Budgets serve two purposes: psychological and practical.
Psychologically, it helps to quantify a goal and see progress toward that goal. The trade-off between massed and individual goals is that one looks like it’s growing more quickly (a chunk of +$10 instead of 10 lots of puny +$1s) while the other feels more tangible (generic ‘savings’ vs ‘Amazing PC / latest iPhone / glasses that work / etc’). Pick whichever way motivates you more.

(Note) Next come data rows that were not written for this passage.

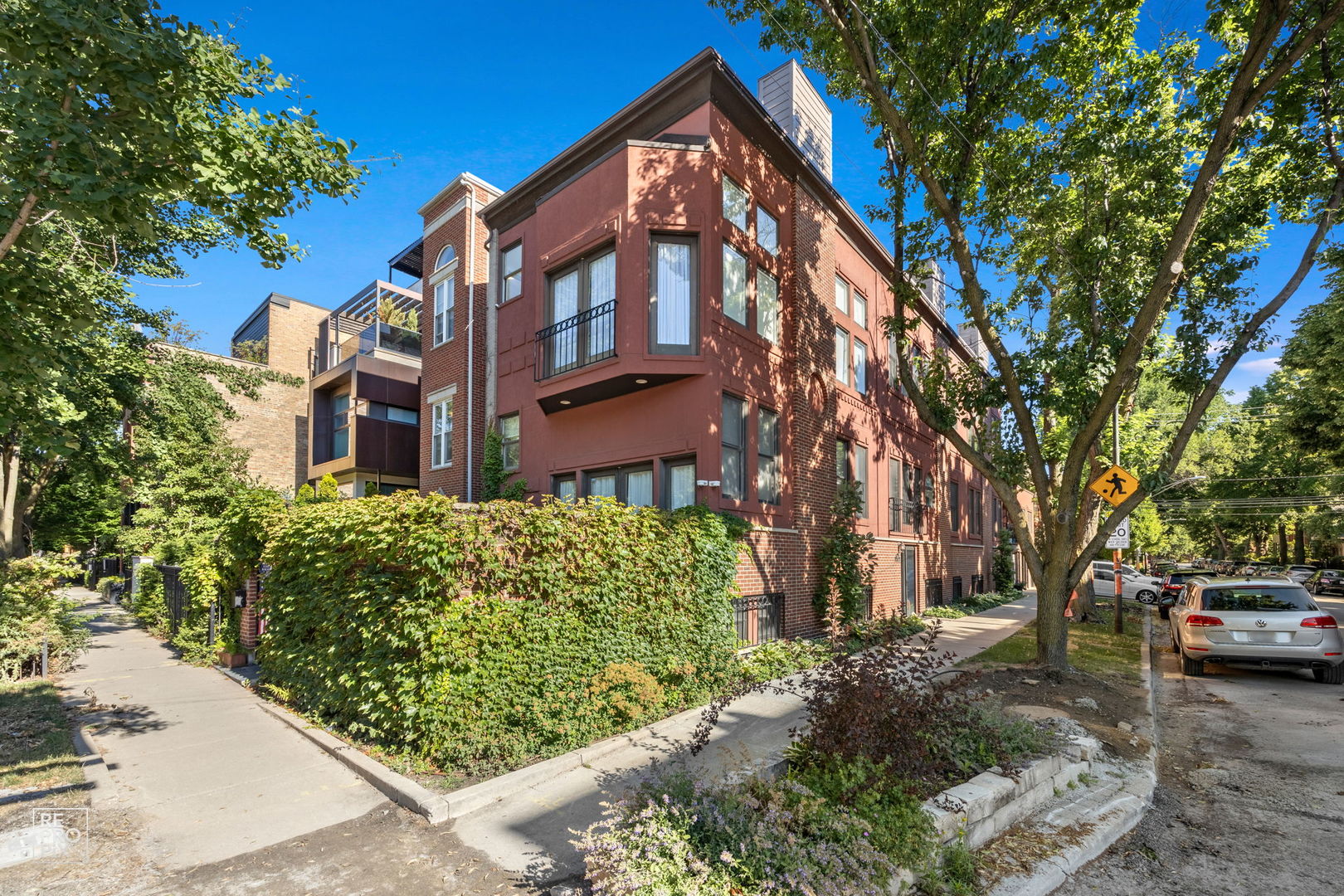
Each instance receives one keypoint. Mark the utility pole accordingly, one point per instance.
(1114, 557)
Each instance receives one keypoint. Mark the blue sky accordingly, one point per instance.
(494, 90)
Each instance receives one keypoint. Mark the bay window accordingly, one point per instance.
(672, 296)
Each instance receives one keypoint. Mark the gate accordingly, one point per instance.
(175, 596)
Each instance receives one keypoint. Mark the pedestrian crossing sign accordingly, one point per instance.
(1114, 485)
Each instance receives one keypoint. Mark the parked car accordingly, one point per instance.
(1264, 621)
(1132, 587)
(1326, 582)
(1300, 574)
(1171, 586)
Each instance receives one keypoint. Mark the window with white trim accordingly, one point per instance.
(734, 445)
(441, 438)
(509, 441)
(444, 301)
(767, 305)
(841, 355)
(511, 271)
(734, 285)
(767, 457)
(767, 231)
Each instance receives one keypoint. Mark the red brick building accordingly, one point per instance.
(680, 308)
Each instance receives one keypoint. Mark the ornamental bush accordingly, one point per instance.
(32, 611)
(488, 637)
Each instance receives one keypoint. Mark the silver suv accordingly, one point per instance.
(1262, 621)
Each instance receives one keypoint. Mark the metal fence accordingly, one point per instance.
(758, 617)
(577, 342)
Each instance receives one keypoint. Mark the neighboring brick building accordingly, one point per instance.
(680, 308)
(279, 334)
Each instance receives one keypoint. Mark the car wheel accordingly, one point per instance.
(1331, 674)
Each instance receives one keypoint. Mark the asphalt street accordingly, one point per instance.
(1250, 794)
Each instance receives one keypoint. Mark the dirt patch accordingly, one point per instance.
(1098, 704)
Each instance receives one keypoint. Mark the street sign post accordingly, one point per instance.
(1114, 485)
(1118, 539)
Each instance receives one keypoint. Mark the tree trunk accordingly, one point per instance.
(8, 501)
(1051, 599)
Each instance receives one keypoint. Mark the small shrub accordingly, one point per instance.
(32, 611)
(684, 837)
(780, 659)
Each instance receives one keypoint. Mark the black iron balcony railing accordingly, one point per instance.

Practically, the budget is your expression of your priorities. If you’re a person who prefers to accumulate money in a bucket and just buy discretionary stuff when you can afford it, go with the masses ‘savings’ - it’s much easier to keep updating. If you prefer more granularity, say, because you prioritise glasses #1 and PC/iPhone equally at #2, etc, then work out your percentage allocations for every piece of discretionary income. It can be harder to update (e.g. got $10 in birthday money, that’s $2.75 into glasses, $2 each into ...; then you recovered $3 from under the couch, so that’s $...) but you will be able to tell at a glance how much you still need for each item.
It’s horses for courses, as they say. Pick a level of detail that is useful to you, that you can sustain, and which motivates you. You have too few categories if you can’t tell how much more you need to save, and you have too many categories when you can’t stand the data entry.